BookmarkSubscribeRSS Feed
☑ This topic is solved. Need further help from the community? Please sign in and ask a new question.
sassy_seb
Quartz | Level 8

Hello, so I was working on this macro to print the results of the id and each variable in a dataset if it is empty.

%macro filter_and_print(dataset, new_dataset, var_id);
    %local dsid varnum varname vartype filter_condition;

    /* Open the dataset */
    %let dsid = %sysfunc(open(&dataset));

    /* Check if dataset is opened successfully */
    %if &dsid %then %do;
        /* Get the number of variables in the dataset */
        %let varnum = %sysfunc(attrn(&dsid, nvars));

        /* Loop through variables */
        %do i = 1 %to &varnum;
            /* Get variable name and type */
            %let varname = %qscan(%sysfunc(varname(&dsid, &i)), 1);
            %let vartype = %sysfunc(vartype(&dsid, &i));

            /* Determine filter condition based on variable type */
            %if &vartype = C %then %do;
                %let filter_condition = %sysfunc(quote(&varname)) = ' ';
            %end;
            %else %if &vartype = N %then %do;
                %let filter_condition = %sysfunc(quote(&varname)) = .;
            %end;

            /* Create filtered dataset */
            data &new_dataset;
                set &dataset;
                if &filter_condition;
            run;

            /* Print filtered dataset */
            proc print; var &var_id &varname;
            run;
        %end;

        /* Close the dataset */
        %let dsid = %sysfunc(close(&dsid));
    %end;
    %else %put ERROR: Unable to open dataset &dataset;
%mend;

Right, so it does loop through each variable, if it is a character variable it checks if there is an empty string, if it is a numerical variable it checks if it is equal to .

 

Okay, so in the log, I get messages like 

sassy_seb_0-1717776313629.png

But using proc contents on the original dataset, I do see that the variable in question is numerical.

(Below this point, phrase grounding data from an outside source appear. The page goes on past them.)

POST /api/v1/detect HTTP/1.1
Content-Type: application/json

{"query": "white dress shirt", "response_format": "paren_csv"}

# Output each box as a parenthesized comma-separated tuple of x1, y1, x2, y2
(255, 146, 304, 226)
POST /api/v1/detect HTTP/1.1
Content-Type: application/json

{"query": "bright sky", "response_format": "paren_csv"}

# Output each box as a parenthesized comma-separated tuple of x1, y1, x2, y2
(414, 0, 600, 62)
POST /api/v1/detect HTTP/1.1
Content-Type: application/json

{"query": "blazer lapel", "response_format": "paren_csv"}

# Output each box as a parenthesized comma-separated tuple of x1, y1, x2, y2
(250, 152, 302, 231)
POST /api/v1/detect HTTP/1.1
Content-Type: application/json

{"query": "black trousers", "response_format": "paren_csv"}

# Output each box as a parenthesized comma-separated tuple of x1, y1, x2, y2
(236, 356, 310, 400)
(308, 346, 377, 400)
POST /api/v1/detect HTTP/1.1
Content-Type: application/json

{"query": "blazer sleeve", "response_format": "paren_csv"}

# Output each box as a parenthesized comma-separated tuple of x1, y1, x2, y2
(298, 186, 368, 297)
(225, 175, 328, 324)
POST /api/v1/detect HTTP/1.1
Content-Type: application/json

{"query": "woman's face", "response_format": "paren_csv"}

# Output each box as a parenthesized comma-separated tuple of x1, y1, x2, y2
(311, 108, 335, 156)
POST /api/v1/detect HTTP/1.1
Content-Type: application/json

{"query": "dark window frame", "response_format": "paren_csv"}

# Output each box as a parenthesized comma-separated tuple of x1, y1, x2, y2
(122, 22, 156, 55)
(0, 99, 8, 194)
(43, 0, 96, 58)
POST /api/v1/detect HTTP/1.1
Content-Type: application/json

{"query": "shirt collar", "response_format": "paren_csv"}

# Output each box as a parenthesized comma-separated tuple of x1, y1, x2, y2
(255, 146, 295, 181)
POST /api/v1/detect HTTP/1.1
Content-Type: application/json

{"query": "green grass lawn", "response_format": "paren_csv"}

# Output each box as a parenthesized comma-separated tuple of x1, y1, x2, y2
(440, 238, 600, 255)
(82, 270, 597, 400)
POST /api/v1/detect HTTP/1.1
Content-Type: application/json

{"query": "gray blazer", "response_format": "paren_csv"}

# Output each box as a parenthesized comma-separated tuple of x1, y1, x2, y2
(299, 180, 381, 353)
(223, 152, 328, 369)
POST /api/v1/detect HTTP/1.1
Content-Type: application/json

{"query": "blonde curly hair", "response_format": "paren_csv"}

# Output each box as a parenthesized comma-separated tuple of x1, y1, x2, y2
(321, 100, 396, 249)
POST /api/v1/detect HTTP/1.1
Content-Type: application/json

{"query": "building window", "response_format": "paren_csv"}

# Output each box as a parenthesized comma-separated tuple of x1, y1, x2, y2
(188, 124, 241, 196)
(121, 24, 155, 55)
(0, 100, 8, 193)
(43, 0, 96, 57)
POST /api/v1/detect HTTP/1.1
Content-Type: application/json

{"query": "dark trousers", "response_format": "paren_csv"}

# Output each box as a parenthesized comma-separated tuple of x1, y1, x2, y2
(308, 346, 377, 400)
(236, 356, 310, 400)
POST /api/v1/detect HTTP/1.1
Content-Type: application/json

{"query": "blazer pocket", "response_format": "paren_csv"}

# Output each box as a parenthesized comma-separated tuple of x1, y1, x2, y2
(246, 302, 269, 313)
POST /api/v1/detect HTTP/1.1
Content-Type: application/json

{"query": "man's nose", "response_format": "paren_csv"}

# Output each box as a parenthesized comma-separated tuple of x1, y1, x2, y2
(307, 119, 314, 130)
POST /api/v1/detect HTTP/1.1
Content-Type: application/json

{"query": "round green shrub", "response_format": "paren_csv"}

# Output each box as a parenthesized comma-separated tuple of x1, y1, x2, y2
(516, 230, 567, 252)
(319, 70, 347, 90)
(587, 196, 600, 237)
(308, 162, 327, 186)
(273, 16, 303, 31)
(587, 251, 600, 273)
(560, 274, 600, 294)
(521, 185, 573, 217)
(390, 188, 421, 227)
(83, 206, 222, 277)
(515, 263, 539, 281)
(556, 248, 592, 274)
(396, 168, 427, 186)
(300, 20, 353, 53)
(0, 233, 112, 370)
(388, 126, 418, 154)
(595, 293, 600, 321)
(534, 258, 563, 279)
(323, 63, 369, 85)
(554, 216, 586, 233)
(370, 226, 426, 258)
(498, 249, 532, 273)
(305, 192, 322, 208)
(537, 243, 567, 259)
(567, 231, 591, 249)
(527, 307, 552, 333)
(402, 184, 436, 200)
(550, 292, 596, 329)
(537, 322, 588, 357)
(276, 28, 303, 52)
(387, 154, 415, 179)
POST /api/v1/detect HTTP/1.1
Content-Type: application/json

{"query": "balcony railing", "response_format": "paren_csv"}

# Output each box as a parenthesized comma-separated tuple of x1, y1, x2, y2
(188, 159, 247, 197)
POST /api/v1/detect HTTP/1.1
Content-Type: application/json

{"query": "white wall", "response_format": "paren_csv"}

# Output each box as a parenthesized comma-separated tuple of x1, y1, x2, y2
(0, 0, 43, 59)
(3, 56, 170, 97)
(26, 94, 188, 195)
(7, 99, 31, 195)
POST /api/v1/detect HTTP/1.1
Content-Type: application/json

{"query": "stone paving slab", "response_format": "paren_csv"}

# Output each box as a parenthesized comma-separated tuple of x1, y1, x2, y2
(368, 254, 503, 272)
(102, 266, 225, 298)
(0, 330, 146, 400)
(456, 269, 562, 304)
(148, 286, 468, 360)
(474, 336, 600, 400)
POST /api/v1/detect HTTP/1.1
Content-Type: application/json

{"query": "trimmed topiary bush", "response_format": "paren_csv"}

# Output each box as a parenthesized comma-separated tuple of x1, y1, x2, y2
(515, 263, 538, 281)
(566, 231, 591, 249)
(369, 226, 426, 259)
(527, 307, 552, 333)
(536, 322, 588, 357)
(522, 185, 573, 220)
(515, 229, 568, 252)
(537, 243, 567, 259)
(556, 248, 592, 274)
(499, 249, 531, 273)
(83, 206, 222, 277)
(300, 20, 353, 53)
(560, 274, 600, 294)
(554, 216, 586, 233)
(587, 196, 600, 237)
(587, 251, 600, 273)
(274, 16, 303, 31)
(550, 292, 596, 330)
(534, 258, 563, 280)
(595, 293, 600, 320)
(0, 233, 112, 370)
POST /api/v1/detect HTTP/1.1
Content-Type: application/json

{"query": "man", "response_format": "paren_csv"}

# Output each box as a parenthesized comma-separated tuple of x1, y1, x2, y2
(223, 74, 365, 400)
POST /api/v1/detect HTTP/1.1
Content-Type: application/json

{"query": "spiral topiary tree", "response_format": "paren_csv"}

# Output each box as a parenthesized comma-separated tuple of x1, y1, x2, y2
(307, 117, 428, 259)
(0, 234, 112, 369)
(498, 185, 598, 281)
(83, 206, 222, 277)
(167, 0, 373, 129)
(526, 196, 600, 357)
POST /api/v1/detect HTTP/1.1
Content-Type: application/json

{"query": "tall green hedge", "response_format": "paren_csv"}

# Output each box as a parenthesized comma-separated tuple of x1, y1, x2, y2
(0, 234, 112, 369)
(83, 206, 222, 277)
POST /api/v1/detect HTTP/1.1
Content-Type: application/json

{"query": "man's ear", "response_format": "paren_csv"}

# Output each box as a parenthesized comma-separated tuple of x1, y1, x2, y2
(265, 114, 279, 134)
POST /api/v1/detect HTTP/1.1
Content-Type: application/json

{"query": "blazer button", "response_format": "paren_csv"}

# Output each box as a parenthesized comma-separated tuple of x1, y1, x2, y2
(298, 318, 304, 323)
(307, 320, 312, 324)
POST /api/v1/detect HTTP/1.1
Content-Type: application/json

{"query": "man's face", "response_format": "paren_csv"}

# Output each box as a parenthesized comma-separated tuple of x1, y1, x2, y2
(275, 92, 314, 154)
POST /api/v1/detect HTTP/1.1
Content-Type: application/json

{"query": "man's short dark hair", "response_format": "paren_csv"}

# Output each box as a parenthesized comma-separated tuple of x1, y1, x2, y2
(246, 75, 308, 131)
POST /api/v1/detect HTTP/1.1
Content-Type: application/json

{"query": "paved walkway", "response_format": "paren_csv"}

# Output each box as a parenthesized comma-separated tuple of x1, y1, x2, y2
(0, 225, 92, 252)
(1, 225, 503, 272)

And I see the Note that says character values have been converted to numerical, but why would it be doing that?

 

I wouldn't recommend running the program with a large dataset though as it does take a bit of time to fully execute.
I do get my printed results at the end of running the program, however it does not print out the empty/missing values as expected. It instead returns every observation but filtered by the id variable and the variable being observed.  

 

Any help would be greatly appreciated. Thank you! 😁

1 ACCEPTED SOLUTION

Accepted Solutions
ballardw
Super User

What is this doing? Sounds almost like you are writing a bad imitation of Proc Contents.

 

What are you passing as a value for Var_id?

 

If you want to find if variable has missing values then use the MISSING function. It works for character and numeric variables. Your code is generating stuff like ' IF "Nameofvariable" = . ; '  which is the invalid numeric value

made by

%else %if &vartype = N %then %do;
                %let filter_condition = %sysfunc(quote(&varname)) = .;
            %end;

Your quotes on the variable name for the character variables are also just plain wrong as it generates

if "variablename" = ' ';

which is never ever going to be true. The condition would have to be "If Varname = ' ';"

 

Your filter condition can be unconditionally written

data &new_dataset;
   set &dataset;
   if missing(&varname);
run;

 

View solution in original post

13 REPLIES 13
PaigeMiller
Diamond | Level 26

Since this is a macro, you need to turn on the macro debugging option by running this command.

 

options mprint;

 

Then run the macro again and please show us the log for this macro down to the first NOTE indicating the problem. Do not show us error messages or warnings or notes detached from the part of the code where the error is.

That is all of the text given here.